Nach Einlangen einer Sachverhaltsdarstellung forderte die Staatsanwaltschaft Innsbruck den Verteidiger des Angezeigten zu einer Stellungnahme zum darin geäußerten Verdacht auf. Nach Einlangen der Stellungnahme verfügte die Anklagebehörde die Einstellung des Ermittlungsverfahrens. Hierauf beantragte der Anzeiger die Fortführung des Verfahrens. Diesen Fortführungsantrag wies das Landesgericht Innsbruck als unzulässig zurück. Begründend führte es aus, die Staatsanwaltschaft habe die Sachverhaltsdarstellung nicht zum Anlass für Ermittlungen genommen, sondern durch das – auch keine Belehrung über Rechte als Verdächtiger oder Beschuldigter enthaltende – Ersuchen an den rechtsfreundlichen Vertreter des Angezeigten, eine Stellungnahme abzugeben, bloße Erkundigungen zur Klärung getätigt, ob ein Anfangsverdacht vorliege, und solcherart nie ein Ermittlungsverfahren geführt. Daher beziehe sich der Fortführungsantrag auf ein gar nicht in Gang gekommenes Ermittlungsverfahren.

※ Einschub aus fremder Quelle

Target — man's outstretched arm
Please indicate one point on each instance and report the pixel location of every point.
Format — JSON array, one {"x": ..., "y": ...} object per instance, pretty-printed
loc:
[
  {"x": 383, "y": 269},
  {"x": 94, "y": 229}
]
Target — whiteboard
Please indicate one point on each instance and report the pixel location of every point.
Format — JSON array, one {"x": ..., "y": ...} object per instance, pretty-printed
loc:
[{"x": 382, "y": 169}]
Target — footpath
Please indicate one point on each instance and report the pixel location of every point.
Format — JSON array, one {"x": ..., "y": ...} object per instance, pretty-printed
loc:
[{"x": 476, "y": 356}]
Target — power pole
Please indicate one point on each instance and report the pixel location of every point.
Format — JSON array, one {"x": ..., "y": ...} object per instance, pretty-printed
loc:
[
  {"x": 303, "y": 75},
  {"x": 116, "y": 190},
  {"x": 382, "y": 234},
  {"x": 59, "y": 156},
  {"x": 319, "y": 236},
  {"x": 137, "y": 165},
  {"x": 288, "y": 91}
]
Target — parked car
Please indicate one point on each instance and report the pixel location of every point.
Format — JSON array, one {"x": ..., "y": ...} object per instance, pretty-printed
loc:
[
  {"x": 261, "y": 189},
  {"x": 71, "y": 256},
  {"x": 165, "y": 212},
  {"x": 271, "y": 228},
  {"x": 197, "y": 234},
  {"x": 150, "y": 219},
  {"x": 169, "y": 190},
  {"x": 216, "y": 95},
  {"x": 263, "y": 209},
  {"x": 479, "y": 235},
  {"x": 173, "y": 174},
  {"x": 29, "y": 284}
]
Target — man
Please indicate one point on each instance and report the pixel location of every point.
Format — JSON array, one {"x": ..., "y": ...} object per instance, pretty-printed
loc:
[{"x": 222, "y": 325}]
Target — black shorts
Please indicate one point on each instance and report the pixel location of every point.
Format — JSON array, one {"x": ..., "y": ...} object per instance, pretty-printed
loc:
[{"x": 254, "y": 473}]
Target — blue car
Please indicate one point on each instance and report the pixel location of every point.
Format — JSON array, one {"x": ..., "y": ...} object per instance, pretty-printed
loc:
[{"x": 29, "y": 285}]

In Stattgebung einer von der Generalprokuratur erhobenen Nichtigkeitsbeschwerde zur Wahrung des Gesetzes stellte der Oberste Gerichtshof eine Gesetzesverletzung durch den Beschluss des Landesgerichts Innsbruck fest:
Gemäß § 91 Abs 2 letzter Satz StPO stellen die bloße Nutzung von allgemein zugänglichen oder behördeninternen Informationsquellen sowie die Durchführung von Erkundigungen zur Klärung, ob ein Anfangsverdacht (§ 1 Abs 3 StPO) vorliegt, keine Ermittlung iSd § 91 Abs 1 erster Satz StPO dar.


Durch § 91 Abs 2 letzter Satz StPO soll die Führung eines Ermittlungsverfahrens bei leicht durchführbarem Ausschluss eines Anfangsverdachts vermieden werden. Zweck dieser Bestimmung ist insbesondere der Schutz einer angezeigten Person davor, ohne Anlass Objekt eines Strafverfahrens zu werden und Schutz vor öffentlicher Brandmarkung, obwohl gar kein konkreter Tatverdacht vorliegt (vgl jüngst zum Begriff der„ behördeninternen Informationsquellen“ 12 Os 92/21b [verstärkter Senat]).
Vor Beginn des Strafverfahrens können nur Erkundigungen minderer Intensität stattfinden, mit denen etwa bloße Grundlagen für eine erst in weiterer Folge stattfindende Auseinandersetzung mit dem Anzeigesachverhalt geschaffen werden sollen. Hat aber die Staatsanwaltschaft (wie hier) eine angezeigte Person direkt mit der vom Anzeiger geäußerten Verdachtslage konfrontiert und solcherart eine über die genannte Schwelle hinausgehende Aufklärungstätigkeit entfaltet, hat sie unwiderlegbar – ohne dass es daher auf die rechtliche Einschätzung der Staatsanwaltschaft oder (im Fortführungsverfahren) des Gerichts bezüglich der Intensität der Verdachtslage ankäme – ein Ermittlungsverfahren iSd § 1 Abs 2 StPO in Gang gesetzt.